'Free' College Schadenfreude

'Free' College Schadenfreude
(AP Photo/Darron Cummings)

It looks like the Biden administration has been forced to dump its plans for “free” community college as Democrats struggle to shrink their gargantuan $3.5 trillion “Build Back Better” bill down to a slightly less gargantuan size. The White House proposal, employing the strategy used by the Obamacare-fueled Medicaid expansion, called for using short-term subsidies to bribe states to make community college tuition-free, and then entangling them in a web of federal commitments.
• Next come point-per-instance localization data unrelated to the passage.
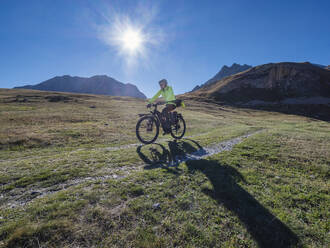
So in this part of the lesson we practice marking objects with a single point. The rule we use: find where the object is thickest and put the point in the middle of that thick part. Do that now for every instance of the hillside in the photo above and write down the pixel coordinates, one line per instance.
(225, 71)
(102, 85)
(72, 174)
(287, 87)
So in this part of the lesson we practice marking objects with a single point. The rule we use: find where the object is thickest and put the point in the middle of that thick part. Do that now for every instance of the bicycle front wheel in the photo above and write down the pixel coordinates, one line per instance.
(147, 129)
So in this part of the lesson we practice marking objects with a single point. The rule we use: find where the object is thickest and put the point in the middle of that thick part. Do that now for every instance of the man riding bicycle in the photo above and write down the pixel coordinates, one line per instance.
(167, 93)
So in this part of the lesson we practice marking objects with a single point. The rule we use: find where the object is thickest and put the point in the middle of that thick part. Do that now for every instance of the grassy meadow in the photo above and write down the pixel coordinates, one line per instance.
(72, 174)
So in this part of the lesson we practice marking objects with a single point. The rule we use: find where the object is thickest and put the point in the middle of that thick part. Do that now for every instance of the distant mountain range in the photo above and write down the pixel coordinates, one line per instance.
(102, 85)
(286, 83)
(225, 72)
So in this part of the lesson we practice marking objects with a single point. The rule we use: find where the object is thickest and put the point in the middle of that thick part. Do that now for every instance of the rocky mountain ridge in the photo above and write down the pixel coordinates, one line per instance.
(100, 84)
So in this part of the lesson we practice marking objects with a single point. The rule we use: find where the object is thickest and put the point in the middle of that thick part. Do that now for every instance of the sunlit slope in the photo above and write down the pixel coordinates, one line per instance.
(73, 174)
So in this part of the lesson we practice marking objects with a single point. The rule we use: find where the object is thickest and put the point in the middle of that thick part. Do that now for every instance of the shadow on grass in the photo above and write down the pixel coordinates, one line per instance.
(265, 228)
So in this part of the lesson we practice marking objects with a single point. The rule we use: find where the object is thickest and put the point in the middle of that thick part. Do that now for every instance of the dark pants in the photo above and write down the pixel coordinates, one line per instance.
(166, 114)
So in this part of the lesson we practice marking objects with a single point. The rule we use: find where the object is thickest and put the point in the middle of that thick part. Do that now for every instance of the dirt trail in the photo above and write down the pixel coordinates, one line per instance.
(19, 198)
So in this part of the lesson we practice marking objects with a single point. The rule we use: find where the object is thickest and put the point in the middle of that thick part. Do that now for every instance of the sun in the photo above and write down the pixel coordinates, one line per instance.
(132, 40)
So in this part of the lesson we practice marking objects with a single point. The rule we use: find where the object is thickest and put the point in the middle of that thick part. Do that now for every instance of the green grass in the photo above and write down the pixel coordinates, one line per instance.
(271, 190)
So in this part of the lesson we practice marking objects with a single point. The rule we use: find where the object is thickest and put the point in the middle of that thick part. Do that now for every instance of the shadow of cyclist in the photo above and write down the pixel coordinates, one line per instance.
(264, 227)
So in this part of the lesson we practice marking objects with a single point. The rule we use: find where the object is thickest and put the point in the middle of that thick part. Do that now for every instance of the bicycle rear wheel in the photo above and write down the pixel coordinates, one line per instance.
(178, 129)
(147, 129)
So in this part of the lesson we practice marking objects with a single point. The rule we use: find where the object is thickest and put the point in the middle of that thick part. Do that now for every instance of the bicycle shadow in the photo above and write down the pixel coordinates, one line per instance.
(265, 228)
(157, 156)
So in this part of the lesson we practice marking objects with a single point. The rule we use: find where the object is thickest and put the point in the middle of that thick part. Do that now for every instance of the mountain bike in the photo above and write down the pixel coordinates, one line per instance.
(147, 127)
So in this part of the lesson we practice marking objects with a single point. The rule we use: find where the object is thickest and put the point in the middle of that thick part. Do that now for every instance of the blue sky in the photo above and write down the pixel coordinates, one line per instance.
(191, 40)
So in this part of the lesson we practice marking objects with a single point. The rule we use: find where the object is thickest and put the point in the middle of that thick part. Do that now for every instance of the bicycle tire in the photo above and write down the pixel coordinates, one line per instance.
(184, 128)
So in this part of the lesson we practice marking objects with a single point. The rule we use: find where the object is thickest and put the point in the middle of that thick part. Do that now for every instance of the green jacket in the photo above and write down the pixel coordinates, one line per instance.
(167, 94)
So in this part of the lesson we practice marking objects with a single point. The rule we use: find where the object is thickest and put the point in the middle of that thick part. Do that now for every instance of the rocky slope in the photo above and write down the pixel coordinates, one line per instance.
(103, 85)
(270, 83)
(225, 72)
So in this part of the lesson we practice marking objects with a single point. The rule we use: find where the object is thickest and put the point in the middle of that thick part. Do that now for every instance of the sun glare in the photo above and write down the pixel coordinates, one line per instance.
(132, 40)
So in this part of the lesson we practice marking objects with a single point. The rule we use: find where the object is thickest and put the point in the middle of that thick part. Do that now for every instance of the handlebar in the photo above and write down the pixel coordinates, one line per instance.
(156, 104)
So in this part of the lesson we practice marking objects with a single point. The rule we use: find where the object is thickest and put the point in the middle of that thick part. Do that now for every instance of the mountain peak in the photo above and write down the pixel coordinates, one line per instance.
(98, 84)
(225, 72)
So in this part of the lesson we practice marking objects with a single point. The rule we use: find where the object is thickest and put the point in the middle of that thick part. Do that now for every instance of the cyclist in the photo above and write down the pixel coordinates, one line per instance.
(167, 93)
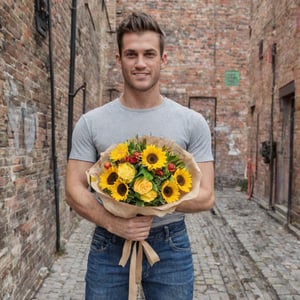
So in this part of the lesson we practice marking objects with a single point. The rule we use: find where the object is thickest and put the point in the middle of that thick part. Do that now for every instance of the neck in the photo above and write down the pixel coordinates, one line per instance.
(141, 101)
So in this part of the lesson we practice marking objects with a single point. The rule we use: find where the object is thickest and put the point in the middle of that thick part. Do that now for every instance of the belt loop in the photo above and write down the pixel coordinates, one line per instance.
(167, 231)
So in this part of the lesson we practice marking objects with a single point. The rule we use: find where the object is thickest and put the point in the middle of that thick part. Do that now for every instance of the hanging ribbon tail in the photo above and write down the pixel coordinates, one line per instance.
(136, 262)
(151, 255)
(125, 253)
(132, 275)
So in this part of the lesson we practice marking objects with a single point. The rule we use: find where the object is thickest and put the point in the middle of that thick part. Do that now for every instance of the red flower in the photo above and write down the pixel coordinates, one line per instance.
(133, 159)
(159, 172)
(171, 167)
(107, 165)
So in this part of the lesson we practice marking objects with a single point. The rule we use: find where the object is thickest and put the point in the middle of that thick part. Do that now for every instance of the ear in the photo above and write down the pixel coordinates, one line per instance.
(163, 60)
(118, 58)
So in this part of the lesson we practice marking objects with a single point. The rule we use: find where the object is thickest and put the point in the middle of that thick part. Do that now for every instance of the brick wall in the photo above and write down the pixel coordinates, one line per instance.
(274, 23)
(206, 40)
(27, 214)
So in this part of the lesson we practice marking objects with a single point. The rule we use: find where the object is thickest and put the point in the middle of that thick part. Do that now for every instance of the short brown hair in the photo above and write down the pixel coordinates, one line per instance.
(139, 22)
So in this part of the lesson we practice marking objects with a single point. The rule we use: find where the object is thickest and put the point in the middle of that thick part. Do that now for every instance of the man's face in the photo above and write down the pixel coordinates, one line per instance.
(141, 60)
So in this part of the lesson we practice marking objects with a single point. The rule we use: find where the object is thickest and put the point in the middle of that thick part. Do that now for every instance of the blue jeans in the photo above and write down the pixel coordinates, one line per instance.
(172, 278)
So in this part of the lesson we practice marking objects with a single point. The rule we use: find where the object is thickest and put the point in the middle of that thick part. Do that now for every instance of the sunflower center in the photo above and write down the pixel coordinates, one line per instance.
(122, 189)
(168, 191)
(180, 180)
(112, 178)
(152, 158)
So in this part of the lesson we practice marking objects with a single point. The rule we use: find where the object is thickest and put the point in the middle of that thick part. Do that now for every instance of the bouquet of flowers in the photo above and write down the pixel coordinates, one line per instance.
(143, 176)
(146, 175)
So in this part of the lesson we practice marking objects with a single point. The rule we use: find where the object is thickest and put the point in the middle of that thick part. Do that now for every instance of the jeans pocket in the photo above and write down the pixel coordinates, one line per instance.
(100, 242)
(180, 241)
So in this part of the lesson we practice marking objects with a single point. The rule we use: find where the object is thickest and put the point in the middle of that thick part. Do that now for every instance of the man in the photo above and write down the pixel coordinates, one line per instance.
(141, 110)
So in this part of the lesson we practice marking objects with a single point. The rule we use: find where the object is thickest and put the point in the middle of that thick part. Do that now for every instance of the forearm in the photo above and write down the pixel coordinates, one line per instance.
(87, 206)
(203, 202)
(205, 198)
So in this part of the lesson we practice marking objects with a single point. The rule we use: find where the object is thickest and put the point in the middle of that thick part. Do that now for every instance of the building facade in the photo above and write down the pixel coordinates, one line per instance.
(274, 73)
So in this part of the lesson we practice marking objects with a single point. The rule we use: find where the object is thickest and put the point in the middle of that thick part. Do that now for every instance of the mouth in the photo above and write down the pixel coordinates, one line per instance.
(140, 75)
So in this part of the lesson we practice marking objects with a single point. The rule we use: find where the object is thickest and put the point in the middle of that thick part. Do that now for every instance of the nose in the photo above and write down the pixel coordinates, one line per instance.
(140, 62)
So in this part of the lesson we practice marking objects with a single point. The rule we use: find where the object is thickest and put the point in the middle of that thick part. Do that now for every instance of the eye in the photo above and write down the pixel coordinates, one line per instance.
(150, 54)
(130, 54)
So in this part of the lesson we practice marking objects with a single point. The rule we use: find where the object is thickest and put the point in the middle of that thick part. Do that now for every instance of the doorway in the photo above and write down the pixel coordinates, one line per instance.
(284, 168)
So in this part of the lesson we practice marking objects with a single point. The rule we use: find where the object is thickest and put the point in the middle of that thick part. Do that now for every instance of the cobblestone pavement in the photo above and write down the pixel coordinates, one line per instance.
(240, 252)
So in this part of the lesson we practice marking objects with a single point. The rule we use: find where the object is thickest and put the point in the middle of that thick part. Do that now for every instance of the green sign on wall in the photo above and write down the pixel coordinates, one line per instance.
(232, 78)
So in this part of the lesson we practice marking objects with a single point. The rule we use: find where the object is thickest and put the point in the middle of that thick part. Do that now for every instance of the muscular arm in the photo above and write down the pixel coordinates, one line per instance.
(205, 198)
(86, 205)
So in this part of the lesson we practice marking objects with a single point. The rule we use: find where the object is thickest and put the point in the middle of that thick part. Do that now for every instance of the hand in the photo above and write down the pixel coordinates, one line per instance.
(135, 229)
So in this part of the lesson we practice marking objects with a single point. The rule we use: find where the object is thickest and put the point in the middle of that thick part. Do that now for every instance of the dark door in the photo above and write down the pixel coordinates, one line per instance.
(284, 170)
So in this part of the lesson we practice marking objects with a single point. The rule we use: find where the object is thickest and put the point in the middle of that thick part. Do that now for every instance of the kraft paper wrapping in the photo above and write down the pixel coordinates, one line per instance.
(126, 210)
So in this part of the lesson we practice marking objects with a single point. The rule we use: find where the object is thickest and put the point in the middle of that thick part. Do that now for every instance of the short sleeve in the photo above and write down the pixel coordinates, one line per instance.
(200, 139)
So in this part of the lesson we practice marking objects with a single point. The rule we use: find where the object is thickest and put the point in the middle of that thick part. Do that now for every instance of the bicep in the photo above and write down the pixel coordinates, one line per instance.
(76, 173)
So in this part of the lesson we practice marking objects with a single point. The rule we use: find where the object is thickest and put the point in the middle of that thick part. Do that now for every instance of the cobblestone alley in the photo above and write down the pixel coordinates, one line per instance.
(240, 252)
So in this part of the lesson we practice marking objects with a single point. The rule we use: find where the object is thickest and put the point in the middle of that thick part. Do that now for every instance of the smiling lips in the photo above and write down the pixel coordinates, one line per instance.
(140, 74)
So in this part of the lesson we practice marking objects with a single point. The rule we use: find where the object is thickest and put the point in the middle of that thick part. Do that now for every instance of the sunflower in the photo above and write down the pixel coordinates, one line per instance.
(126, 171)
(108, 178)
(119, 152)
(153, 157)
(170, 191)
(184, 179)
(150, 196)
(119, 191)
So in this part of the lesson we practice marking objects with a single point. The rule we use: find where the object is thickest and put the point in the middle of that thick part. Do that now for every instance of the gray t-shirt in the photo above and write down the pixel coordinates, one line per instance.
(114, 123)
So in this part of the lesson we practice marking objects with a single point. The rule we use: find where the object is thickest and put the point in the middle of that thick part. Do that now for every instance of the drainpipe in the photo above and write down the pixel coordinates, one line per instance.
(53, 140)
(271, 203)
(291, 163)
(72, 74)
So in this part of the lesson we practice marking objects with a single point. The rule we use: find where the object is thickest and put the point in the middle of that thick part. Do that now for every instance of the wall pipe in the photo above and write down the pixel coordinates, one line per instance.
(272, 154)
(53, 131)
(72, 74)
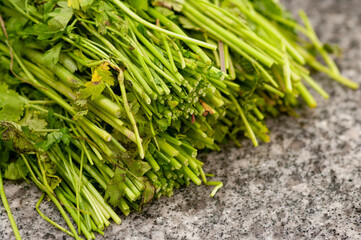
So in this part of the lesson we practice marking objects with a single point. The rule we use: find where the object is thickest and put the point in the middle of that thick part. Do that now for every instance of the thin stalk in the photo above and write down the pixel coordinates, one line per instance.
(7, 208)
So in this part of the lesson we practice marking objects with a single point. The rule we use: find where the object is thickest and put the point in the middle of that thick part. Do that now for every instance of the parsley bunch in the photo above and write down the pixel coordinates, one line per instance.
(106, 103)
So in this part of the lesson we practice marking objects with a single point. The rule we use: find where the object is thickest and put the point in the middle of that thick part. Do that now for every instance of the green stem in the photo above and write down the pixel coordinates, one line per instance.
(7, 208)
(154, 27)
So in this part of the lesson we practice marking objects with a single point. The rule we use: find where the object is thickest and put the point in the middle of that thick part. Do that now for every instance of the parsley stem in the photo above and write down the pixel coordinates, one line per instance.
(7, 208)
(154, 27)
It’s a bad policy that’s kinda, sorta dead . . . for now.

Yet, as Inside Higher Ed reported this week in a story headlined, “It’s Not Over Till It’s Over,” advocates for free college “aren’t giving up yet—or anytime soon.” Biden promised in a CNN town hall last week that he’d keep pushing free college. Thirty-two education and civil rights organizations issued a joint statement insisting that they’ll keep at it. And, as one Democratic advocate put it, “I have never seen a major legislative initiative not declared dead at least once before rising from the ashes and being enacted. It’s not over until it’s over, and even then, it’s not over.”

The likelihood that “free” college will rise again makes it worth taking a moment to appreciate the larger implications of this push, in the hope that higher education leaders will reconsider their enthusiasm for a cause they’re likely to regret.